Tian nodded, then shook his head. “I can’t imagine a mortal ruler just… not caring about immortality.”

“Oh, they do. I know of six that died eating “immortality medicines.” It’s just, if they actually did manage to accumulate any cultivation, the Shaman would find out, and then so would everyone else. And enough mortals, with the right tools, can kill any Earthly cultivator.”

Tian disagreed, but he supposed it was true for a loose cultivator like Ma.

“By any chance, do you understand how the shamans use the spirits for spells?”

“Forgive me, this one is ignorant. My father never could do it, and he died of his wounds shortly before we reached the fortress. My mother never knew either. The shamans pass it on orally.”

Tian smiled humorlessly. “Master and disciple.”

“Exactly. Nobody wants too many of them running around, even if they are necessary. Their blood makes potent spirits too.”

“Makes?” Tian’s ears pricked up. Ma smiled, his eyes creasing with pain.

“It’s what you suspect, but very, very rare. You could think of such people as the Yuu version of heretics. Sometimes prisoners of war are used for such a purpose, but again, it’s rare. Other shamans hunt such people down, and we are very, very, very good hunters.”

Ma looked down into his empty bowl. “Our lives… the lives of the Yuu who live on the steppes seems hard, or cruel, perhaps, but I have always thought it was no less cruel than what the kingdom does. How many peasants die because their ‘benevolent’ overseers made a few trifling errors? Errors that coincidentally made them rich? We love our families, honor our elders, care for our children.
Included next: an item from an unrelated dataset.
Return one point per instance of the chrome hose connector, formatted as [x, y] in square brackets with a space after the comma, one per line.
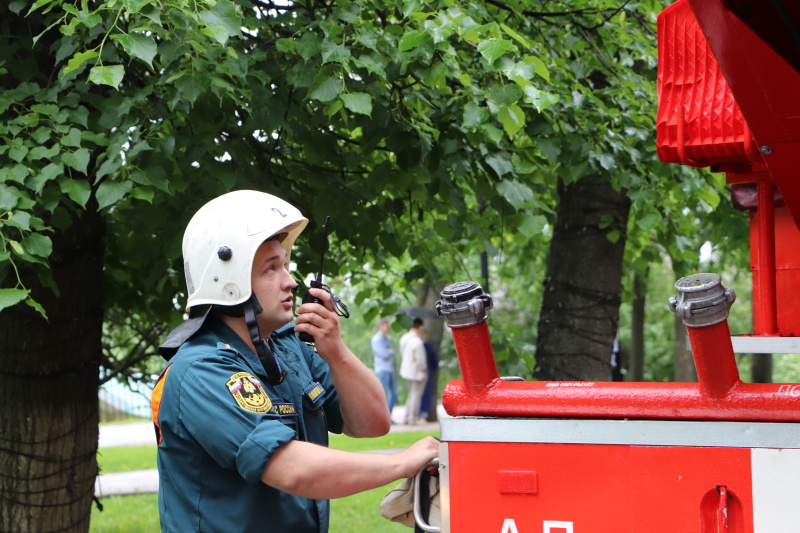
[464, 304]
[701, 300]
We trust our women with considerably more power and wealth than the kingdom does. While our definition of harmony is different from the one I have learned here, we do pursue it. To disregard the needs of the tribe or the needs of nature to pursue your own wealth is considered shameful. I don’t believe it is so here. Not really. It just wears nicer clothes, and hides its meanings in flowery language.”
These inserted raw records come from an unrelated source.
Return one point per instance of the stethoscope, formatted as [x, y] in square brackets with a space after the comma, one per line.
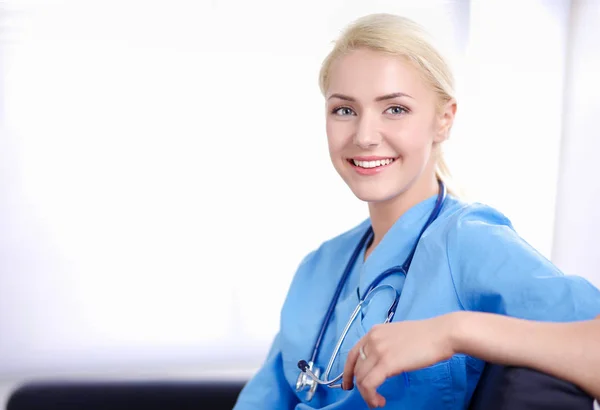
[310, 376]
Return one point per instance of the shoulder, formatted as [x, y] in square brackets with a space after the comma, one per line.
[481, 239]
[478, 227]
[331, 250]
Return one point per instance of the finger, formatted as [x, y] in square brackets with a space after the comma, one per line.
[368, 387]
[364, 366]
[347, 380]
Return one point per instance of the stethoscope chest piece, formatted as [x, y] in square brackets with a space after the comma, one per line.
[305, 381]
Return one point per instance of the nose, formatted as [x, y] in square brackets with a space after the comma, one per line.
[367, 135]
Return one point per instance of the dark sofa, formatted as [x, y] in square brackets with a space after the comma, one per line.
[500, 388]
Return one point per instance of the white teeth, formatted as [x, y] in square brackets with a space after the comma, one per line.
[372, 164]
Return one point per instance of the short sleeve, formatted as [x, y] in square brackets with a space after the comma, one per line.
[268, 389]
[495, 270]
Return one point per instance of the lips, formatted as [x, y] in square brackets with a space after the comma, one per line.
[372, 163]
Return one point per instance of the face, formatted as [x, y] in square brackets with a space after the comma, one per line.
[383, 122]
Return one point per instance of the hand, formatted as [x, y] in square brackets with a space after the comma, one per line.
[394, 348]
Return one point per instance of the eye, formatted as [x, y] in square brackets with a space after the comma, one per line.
[397, 110]
[343, 111]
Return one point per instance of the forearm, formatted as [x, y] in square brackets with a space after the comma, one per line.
[570, 351]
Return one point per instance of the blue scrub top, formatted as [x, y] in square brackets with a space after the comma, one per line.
[470, 258]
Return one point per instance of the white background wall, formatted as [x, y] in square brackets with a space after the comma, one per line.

Tian boiled a fresh kettle of water, and made the caravan tea. He poured the water against the back wall of the pot, making the little piece of the brick tumble. Fire qi, gently applied, kept the water hot, speeding the steeping process. As it did, Tian meditated on what the endless blue sky meant to him. He had certainly considered it often enough. The azure dragon of the east, roaming its infinity. But the blue was merely a disguise. The sky showed its true face at night. The endless void that cupped the spark of life.

He poured the smokey black tea into the bowls, then added the milk. He had pared himself to the moon often enough too- cooling and healing and letting all the things of the world rest. Gathering the strength they needed to go on. His lips creased a little as he drizzled the honey. He wouldn’t describe himself as sweet, but there was a kindness there, and he worked hard to be kind. His dao was there too, water and wood, honey feeding the growth of all those buzzing bees, which in turn brought life to fruit and flowers.
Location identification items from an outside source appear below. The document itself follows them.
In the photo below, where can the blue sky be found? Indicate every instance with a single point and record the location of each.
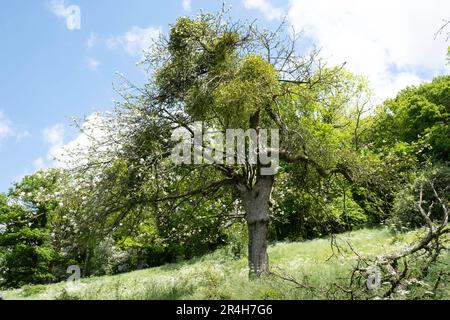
(52, 71)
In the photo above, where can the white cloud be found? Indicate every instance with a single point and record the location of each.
(186, 5)
(71, 13)
(92, 133)
(270, 11)
(92, 40)
(92, 63)
(5, 127)
(39, 164)
(22, 135)
(391, 42)
(54, 137)
(134, 41)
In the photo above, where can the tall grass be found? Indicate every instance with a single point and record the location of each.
(220, 276)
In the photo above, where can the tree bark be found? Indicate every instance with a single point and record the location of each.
(256, 204)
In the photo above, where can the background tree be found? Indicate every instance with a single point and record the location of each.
(227, 75)
(26, 240)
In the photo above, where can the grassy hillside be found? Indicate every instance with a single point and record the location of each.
(219, 276)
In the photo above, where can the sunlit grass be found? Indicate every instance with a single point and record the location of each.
(218, 276)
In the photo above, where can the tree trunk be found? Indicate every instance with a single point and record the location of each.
(256, 203)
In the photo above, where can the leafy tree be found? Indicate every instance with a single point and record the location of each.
(418, 117)
(27, 252)
(227, 75)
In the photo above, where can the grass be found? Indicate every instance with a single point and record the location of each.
(219, 276)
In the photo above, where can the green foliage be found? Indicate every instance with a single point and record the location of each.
(219, 276)
(26, 253)
(418, 116)
(406, 215)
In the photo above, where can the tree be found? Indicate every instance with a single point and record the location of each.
(224, 75)
(417, 118)
(27, 254)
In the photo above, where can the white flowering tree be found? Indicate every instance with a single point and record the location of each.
(226, 75)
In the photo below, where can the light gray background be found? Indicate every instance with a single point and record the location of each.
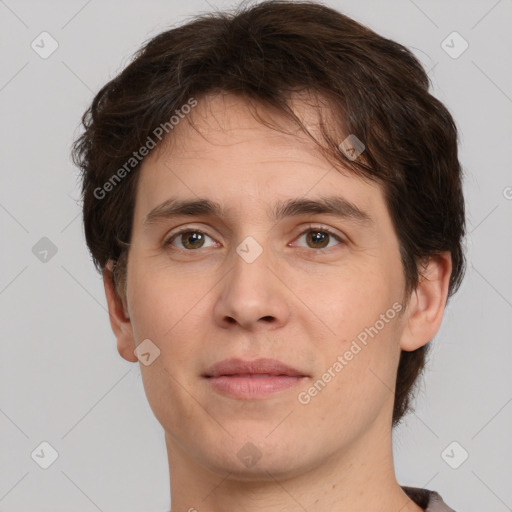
(61, 378)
A bowl full of his dao. A tea carrying his emotions and his understanding of the elements. Speaking in a voice his guest could finally hear. Tian smiled broadly as he offered it to Daoist Ma. He had made the very best Caravan Tea he could, showing his hospitality, his respect for his guest, and his self respect. His service honored the teachings of his father, but was not limited by them. Soon, he would plunge into death and danger on the Steppes. Now, though, in this garden, the heart of the West Town Outer Court beat strong.